| バナナがバナナじゃなくなるとき
ダイアナ・ラサール+テリー・ブリトン 著
消費者が買っているのはモノやサービスではなく、商品を通して得られる自由や冒険、安心感である。商品を構成する目に見えない価値は、測定や数量化になじむものではないし、機能や便益に還元できるものでもない。実際に経験するしかないエクスペリエンスであり、それこそがすばらしい、お金で買えない、“プライスレス”な価値になり得る。(「はじめに」より)
副題は「ありふれたモノから特別な価値を生み出すマーケティング戦略」、原書のタイトルは「Priceless」。そう。「マスターカード」のTVCMの締めで使われている、ほんの少し背中がムズムズっとするあの言葉である。(本書の内容と読者対象を考えると、原題のままの方が相応しかったかなあーと思わないでもない。)
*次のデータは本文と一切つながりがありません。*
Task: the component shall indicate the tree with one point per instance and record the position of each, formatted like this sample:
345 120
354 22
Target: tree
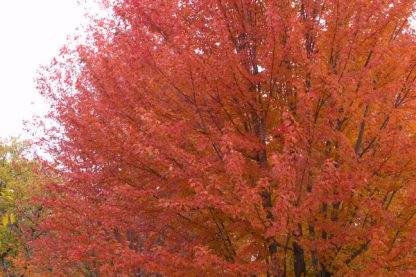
227 138
19 182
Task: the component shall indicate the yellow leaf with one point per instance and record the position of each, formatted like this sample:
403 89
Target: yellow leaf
12 218
5 220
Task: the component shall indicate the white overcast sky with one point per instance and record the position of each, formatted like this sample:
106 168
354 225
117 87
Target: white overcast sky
31 33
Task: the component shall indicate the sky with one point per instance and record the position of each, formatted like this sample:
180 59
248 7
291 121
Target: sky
31 34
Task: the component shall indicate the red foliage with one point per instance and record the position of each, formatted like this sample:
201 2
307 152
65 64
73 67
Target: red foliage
224 138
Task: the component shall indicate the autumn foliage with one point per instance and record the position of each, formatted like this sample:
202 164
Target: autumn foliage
234 138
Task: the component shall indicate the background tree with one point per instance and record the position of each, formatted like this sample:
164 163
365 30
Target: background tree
19 182
226 138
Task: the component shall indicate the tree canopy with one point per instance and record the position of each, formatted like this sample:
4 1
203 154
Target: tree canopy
234 138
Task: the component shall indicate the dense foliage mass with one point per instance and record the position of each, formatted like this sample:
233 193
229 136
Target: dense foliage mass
235 138
19 182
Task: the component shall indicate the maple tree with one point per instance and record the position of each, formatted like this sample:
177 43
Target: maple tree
227 138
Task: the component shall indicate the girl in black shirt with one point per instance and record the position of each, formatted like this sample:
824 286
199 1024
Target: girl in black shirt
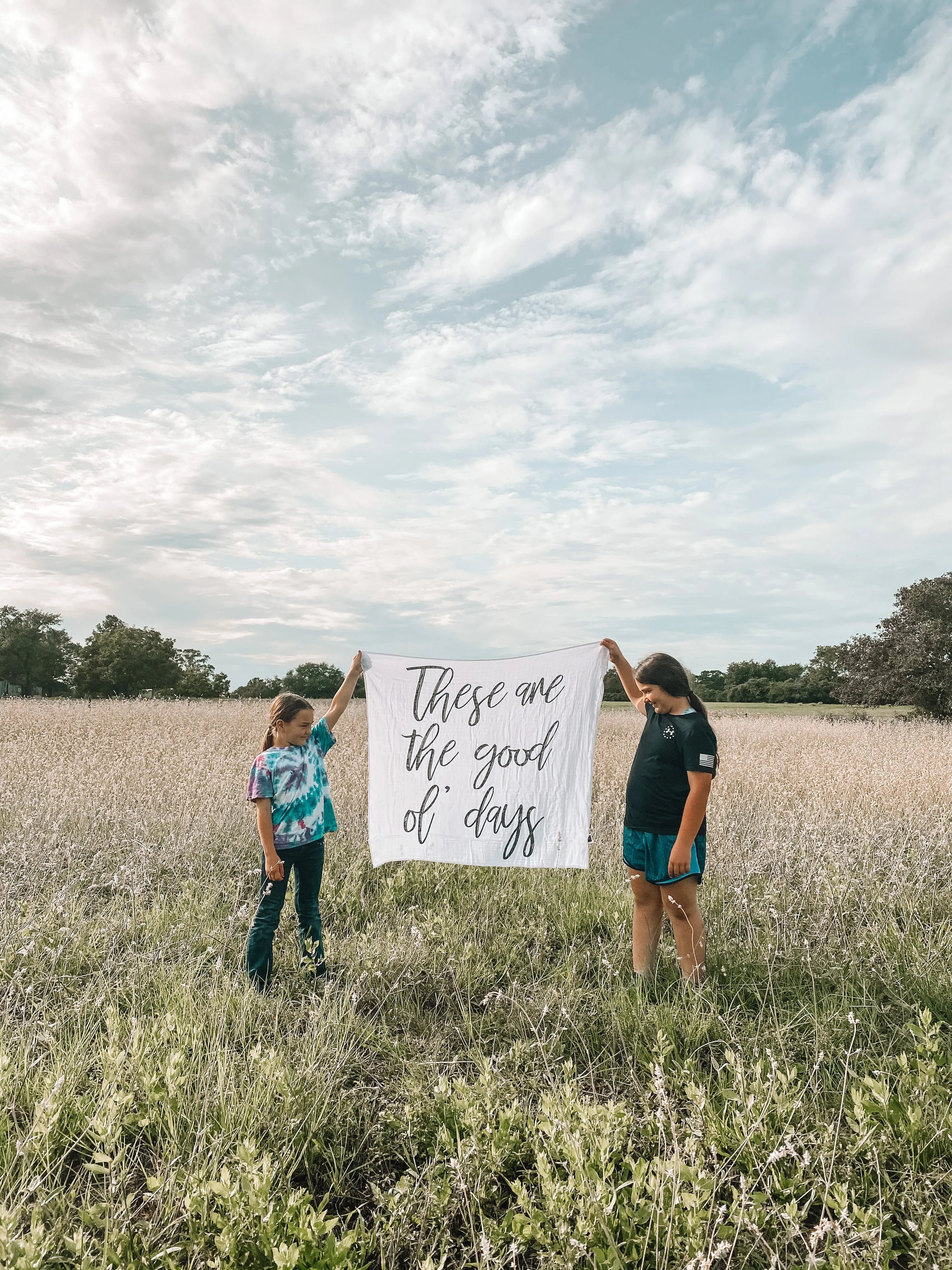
666 809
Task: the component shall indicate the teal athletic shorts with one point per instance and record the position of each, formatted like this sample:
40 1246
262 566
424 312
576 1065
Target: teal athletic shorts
650 853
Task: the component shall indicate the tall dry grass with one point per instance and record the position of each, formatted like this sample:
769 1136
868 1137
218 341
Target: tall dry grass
484 1080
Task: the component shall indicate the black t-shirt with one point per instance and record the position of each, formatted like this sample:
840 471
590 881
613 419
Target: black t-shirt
671 747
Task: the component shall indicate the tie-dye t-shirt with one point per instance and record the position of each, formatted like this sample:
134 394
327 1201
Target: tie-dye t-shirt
296 781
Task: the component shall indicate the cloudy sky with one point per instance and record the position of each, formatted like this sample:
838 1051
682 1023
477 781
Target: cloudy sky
475 328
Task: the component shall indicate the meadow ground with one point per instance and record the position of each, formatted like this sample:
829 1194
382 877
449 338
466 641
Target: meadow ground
483 1085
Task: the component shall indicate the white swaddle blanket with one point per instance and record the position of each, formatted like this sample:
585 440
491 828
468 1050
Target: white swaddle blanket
483 763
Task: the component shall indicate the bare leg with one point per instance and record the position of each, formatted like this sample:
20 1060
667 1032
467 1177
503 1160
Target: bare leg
688 926
645 924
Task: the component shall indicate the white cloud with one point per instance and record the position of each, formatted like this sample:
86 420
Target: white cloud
212 422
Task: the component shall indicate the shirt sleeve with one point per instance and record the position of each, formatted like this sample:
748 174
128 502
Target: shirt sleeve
700 750
324 737
261 784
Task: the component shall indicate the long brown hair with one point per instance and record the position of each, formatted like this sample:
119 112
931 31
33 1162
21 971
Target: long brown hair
284 709
667 673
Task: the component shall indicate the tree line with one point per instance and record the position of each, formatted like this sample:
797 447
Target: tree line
124 661
908 661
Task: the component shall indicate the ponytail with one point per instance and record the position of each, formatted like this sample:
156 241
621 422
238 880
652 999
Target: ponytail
284 709
669 675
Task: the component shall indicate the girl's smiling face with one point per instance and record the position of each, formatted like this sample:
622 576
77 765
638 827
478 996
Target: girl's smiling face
662 701
295 732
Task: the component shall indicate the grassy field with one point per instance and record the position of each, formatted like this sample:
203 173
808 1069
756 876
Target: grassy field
483 1085
814 710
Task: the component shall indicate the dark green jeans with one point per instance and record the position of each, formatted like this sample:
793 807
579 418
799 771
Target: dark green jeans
308 863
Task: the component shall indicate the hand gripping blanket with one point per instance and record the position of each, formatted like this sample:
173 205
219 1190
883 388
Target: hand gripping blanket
483 763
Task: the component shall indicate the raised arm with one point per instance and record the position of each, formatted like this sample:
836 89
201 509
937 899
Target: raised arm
625 673
342 698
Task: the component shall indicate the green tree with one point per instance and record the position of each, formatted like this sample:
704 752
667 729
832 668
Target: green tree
124 661
710 685
909 661
314 680
199 678
33 652
258 688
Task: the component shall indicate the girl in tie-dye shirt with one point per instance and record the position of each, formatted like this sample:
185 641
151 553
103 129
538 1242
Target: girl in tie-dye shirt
289 785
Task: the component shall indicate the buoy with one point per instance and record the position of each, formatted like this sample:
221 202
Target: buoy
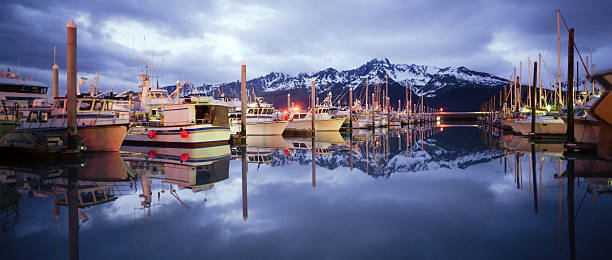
184 157
184 133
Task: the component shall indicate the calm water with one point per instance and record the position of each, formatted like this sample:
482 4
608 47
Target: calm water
433 193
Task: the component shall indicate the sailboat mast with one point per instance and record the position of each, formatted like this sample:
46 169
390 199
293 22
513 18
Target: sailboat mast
387 91
520 86
529 98
410 96
559 57
540 78
367 94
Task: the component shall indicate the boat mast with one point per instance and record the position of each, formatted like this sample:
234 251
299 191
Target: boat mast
559 58
367 94
540 78
520 86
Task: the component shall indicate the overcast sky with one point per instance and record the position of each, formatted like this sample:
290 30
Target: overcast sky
206 41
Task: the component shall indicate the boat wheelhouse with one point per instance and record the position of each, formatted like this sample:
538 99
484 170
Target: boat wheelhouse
99 126
262 118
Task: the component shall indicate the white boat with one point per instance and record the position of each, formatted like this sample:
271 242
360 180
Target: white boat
16 93
15 89
196 169
326 118
545 125
44 127
262 119
586 127
302 121
204 122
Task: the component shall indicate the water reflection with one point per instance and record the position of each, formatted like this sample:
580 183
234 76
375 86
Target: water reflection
447 191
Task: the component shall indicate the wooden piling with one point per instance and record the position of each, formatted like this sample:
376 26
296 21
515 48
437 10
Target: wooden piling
55 78
350 109
570 87
533 97
71 74
243 99
312 109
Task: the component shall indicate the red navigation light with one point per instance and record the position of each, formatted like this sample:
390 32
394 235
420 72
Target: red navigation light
184 133
184 157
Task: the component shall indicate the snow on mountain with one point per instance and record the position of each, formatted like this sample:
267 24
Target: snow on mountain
429 78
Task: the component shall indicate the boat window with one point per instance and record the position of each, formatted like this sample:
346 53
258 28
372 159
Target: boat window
215 115
44 116
85 105
220 116
33 116
108 105
59 104
98 105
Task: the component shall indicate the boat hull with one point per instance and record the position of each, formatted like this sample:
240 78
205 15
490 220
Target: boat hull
105 138
267 128
320 125
197 136
543 127
6 126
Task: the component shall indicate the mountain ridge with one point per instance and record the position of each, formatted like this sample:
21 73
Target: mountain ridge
434 82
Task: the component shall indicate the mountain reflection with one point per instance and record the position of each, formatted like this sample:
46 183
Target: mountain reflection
441 189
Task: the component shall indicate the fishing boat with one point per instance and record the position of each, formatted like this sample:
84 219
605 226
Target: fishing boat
196 169
544 125
16 92
262 119
586 126
201 122
44 127
325 118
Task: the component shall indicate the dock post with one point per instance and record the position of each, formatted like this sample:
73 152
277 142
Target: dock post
245 171
570 87
350 109
71 73
243 101
55 78
73 213
533 96
312 109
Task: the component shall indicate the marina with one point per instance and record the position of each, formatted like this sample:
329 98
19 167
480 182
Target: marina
130 155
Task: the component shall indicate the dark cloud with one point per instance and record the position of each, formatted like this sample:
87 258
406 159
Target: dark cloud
205 41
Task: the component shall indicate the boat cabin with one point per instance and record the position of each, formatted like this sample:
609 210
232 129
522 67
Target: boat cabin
199 114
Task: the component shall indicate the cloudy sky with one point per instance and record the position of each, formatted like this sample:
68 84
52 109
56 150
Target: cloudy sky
206 41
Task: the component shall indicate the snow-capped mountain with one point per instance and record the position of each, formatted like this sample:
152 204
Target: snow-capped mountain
443 150
434 82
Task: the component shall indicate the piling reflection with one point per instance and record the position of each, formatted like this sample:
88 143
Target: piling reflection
142 195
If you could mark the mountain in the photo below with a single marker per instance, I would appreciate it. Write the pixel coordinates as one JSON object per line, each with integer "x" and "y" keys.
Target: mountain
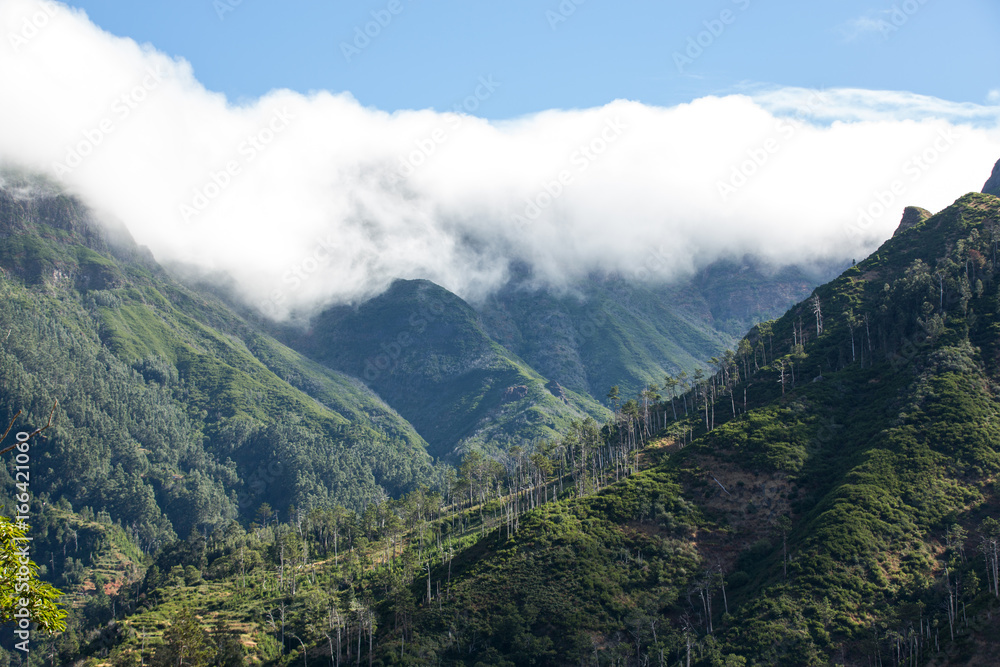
{"x": 425, "y": 351}
{"x": 174, "y": 412}
{"x": 828, "y": 496}
{"x": 522, "y": 364}
{"x": 610, "y": 331}
{"x": 992, "y": 186}
{"x": 846, "y": 515}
さて、現場のクリエイティブスタッフというのは、つい自分たちが創作する成果物の質さえ良ければOK、と思いがちであるが、実は成果物の完成に至る前後で顧客にもたらすちょっとした安心感、驚き、感動の積み重ねこそが評価を左右している事が多い。世の様々なジャンルにおいて、最良の品質を持つ商品が必ずしもNo.1ブランドとは限らないように、感情の動物である人間を相手にする以上、目に見えない、Pricelessなエクスペリエンスへの配慮は不可欠なのだ。
さて、私たちはお客様にPricelessな価値を提供できているのだろうか?
カスタマー・エクスペリエンスとは、何らかのリアクションにつながるようなインタラクションであり、それは顧客と商品、企業あるいはその関係者との間に生じる。リアクションが好意的だとエクスペリエンスに価値が見出される。(第2章「バナナがバナナじゃなくなるとき---バリューエクスペリエンス」より)
(2005/5/30更新)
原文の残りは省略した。